Africa’s richest man and President/CEO of Dangote Industries Limited, Aliko Dangote, has raised alarm over the continent’s continued reliance on imported petroleum products, calling it an unsustainable economic model that undermines local development. Speaking at the West African Refined Fuel Conference in Abuja, Dangote revealed that his refinery currently imports 9–10 million barrels of crude oil monthly from the US and other countries due to difficulties accessing Nigerian crude at competitive terms.
Aliko Dangote, while delivering the keynote address at the West African Refined Fuel Conference organized by the Nigerian Midstream and Downstream Petroleum Regulatory Authority (NMDPRA) and S&P Global Commodity Insights, warned that Africa is losing an estimated $90 billion annually to the importation of refined petroleum products.
He stated that although Africa produces large quantities of crude oil, it still imports over 120 million tonnes of refined petroleum products every year. “So, while we produce plenty of crude, we still import over 120 million tonnes of refined petroleum products each year, effectively exporting jobs and importing poverty into our continent.
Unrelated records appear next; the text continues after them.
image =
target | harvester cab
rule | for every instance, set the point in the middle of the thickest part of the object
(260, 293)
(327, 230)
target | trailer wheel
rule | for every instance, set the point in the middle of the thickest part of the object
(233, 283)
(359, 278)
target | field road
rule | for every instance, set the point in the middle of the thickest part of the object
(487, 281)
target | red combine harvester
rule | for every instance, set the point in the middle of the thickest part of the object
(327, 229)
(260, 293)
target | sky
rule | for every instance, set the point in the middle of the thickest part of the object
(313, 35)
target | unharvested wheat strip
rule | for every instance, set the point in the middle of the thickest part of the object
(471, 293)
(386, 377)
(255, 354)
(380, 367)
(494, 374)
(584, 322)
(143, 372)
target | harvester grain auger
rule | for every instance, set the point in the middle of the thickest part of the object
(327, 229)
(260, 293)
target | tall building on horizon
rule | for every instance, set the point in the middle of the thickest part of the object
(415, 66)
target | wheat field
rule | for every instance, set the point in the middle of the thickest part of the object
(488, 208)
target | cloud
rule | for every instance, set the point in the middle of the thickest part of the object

That’s a $90 billion market opportunity being captured by regions with surplus refining capacity,” Dangote stressed.
He added that only about 15% of African countries have a GDP greater than $90 billion, emphasizing that the continent is “effectively handing over an entire continent’s economic potential to others, year after year.”
Dangote also criticised the quality of imported fuels entering the African market, describing many as substandard, often toxic products that would not be permitted in Europe or North America. “It defies logic and economic sense for Africa to be exporting raw crude only to re-import refined products, products we are more than capable of producing ourselves, closer to both source and consumption,” he said.
Reflecting on the journey to complete the Dangote Petroleum Refinery, the industrialist revealed the enormous scope of the project. The refinery sits on 2,735 hectares of land,seven times the size of Victoria Island,with 70% of it initially swampy. Stabilizing the site required 65 million cubic meters of sand, over 250,000 foundation piles, millions of metres of piping and cabling, and the coordination of more than 67,000 workers, 50,000 of whom were Nigerians.
COVID-19 setbacks delayed the project by two years, adding new levels of complexity and risk. Despite the hurdles, Dangote noted, “We didn’t just build a refinery, we built an entire industrial ecosystem from scratch.” He explained that the refinery’s size and logistical needs demanded a dedicated seaport, over 2,500 pieces of heavy equipment, 330 cranes, and even the construction of the world’s largest granite quarry with a 10 million tonne annual capacity.
Yet, Dangote highlighted that commercial and regulatory challenges have persisted. Since the project’s inception, Nigeria’s exchange rate has moved from N156/$ to N1,600/$, making project financing and import costs unpredictable. He revealed that although Nigeria produces about 2 million barrels of crude daily, the refinery struggles to obtain crude at fair market terms.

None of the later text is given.